«Nous sommes sur le point de révéler l'une des plus grandes fraudes comptables que la France ait connue». Après avoir épluché le dossier un bon millier d’heures, pendant plus d’un an, et produit quelque 350 pages de comptabilité pour les soumettre à des bataillons d’experts, l’avocate Sophie Vermeille a décidé de passer à l’attaque. Son cabinet Vermeille & Co s’apprête à engager auprès du tribunal de commerce une action collective contre Deloitte & Associés et Grant Thornton. Ces deux géants de l’audit étaient chargés de vérifier et certifier les comptes d’Atos, l’ex-fleuron français du numérique qui a plongé en bourse. Entre avril 2021 et avril 2024, le cours de son action a chuté de 70 à moins de 1 euro.

Plus de 1200 plaignants

Le collectif reproche à Deloitte et Grant Thornton d’avoir certifié les comptes consolidés d’Atos pour plusieurs exercices, alors qu’ils ne reflétaient pas la véritable situation patrimoniale et financière de l'ex-fleuron français du numérique. Les plaignants leur reprochent aussi de ne pas avoir alerté sur les risques pesant sur la continuité d’exploitation du groupe, malgré une situation préoccupante. Et d’avoir ainsi contribué à la diffusion d’informations fausses et trompeuses, ayant induit en erreur les investisseurs. Ceux qui ont acquis des titres Atos entre février 2018 et mars 2024 sont donc invités à se joindre à cette action collective. Il leur suffit pour cela de s’enregistrer sur la plateforme qui vient spécifiquement d’être créée pour fédérer les plaignants souhaitant participer à cette procédure baptisée Action Against Atos Auditors (en français, Action Contre Les Auditeurs d'Atos). Cette plateforme devrait être très prochainement opérationnelle.

Pour les plaignants, la démarche est gratuite. Ils n’ont pas à supporter de frais de procédure, puisque cette action bénéficie du soutien d’un fonds de litige européen. Spécialisé dans les actions de justice, ce pool d’investissement serait prêt à consacrer un budget record de 4,5 millions d’euros pour financer le procès. En cas d’échec de la procédure, les frais resteront à sa charge. Mais en cas de victoire, ce fonds prélèvera une commission sur le montant des dommages et intérêts accordés aux plaignants par le tribunal.

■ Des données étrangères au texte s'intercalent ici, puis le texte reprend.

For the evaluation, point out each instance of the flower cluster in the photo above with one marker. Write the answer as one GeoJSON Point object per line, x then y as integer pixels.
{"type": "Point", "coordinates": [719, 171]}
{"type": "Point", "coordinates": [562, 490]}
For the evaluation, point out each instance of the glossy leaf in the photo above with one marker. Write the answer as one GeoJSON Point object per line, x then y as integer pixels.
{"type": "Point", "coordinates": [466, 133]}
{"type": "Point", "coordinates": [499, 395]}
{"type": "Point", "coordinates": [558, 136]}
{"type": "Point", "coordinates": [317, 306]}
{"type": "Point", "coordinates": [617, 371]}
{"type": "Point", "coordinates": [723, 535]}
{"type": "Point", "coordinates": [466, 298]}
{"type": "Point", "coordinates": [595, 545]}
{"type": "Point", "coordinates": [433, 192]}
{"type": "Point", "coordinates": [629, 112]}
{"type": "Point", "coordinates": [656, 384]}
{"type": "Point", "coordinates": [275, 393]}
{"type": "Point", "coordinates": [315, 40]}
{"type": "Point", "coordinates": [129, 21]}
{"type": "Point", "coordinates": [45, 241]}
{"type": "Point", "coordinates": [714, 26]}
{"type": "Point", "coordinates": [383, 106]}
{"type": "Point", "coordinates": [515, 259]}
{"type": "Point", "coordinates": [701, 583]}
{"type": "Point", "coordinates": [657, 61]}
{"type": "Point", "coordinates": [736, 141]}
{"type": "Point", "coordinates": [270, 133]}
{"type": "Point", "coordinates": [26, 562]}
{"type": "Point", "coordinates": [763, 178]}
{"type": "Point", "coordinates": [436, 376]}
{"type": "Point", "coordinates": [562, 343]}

50 millions d'euros de pertes cumulées

A ce jour, quelque 1 200 actionnaires de l’Union pour la réparation des actionnaires d’Atos (Upra), une association de petits porteurs floués par la déconfiture boursière d’Atos, seraient déjà prêts à s’engager dans ce procès. Selon les dernières estimations, le montant cumulés de leurs pertes avoisineraient déjà les 50 millions d’euros. Mandatée directement par les actionnaires floués, maître Vermeille compte encore faire grossir le bataillon de plaignants. Outre les petits épargnants, plusieurs fonds institutionnels qui ont perdu beaucoup d’argent en achetant des actions Atos pourraient se joindre au collectif pour faire gonfler les demandes de dommages et intérêts. Tout en restant le plus discrets possible. Prendre le bouillon n’est pas la meilleure publicité quand on se prétend un investisseur avisé..

La partie est cependant loin d’être gagnée. Les actions collectives se font encore rares en France et la plupart du temps, la justice déboute les actionnaires. Mais les choses pourraient évoluer à mesure que les affaires se multiplient. En début d’année, plusieurs centaines d’investisseurs ont décidé de poursuivre Orpea, le géant des maisons de retraite rebaptisé Emeis suite au scandale provoqué début 2022 par Les Fossoyeurs, un livre-enquête qui dénonçait les maltraitances infligées à nos aînés. Fin 2023, des milliers d’épargnants qui s’estimaient trompés par H2O Asset Management se sont aussi regroupés dans un collectif pour poursuivre le gestionnaires de fonds en justice.

De leur côté, les actionnaires déçus d'Atos estiment avoir quelques atouts dans leur manche. «Avoir à nos côtés un grand fonds de contentieux européen qui accepte de financer le procès n’est pas anodin, estime Marc Prily, le président de l’UPRA qui s’est joint au collectif. Ce genre de fonds est très sélectif sur les projets qu’il accompagne et ne consent à s’engager qu’à partir du moment où il estime avoir de bonnes chances de l’emporter».

Mais la bataille promet d’être longue, et les coups bas nombreux. Pour Sophie Vermeille, ce ne serait pas une première. Déjà victime de plusieurs intrusions informatiques, l’avocate avait eu la désagréable surprise de découvrir qu’elle avait été mise sur écoute, fin 2023. Alors qu’elle venait tout juste de se pencher sur le dossier Atos.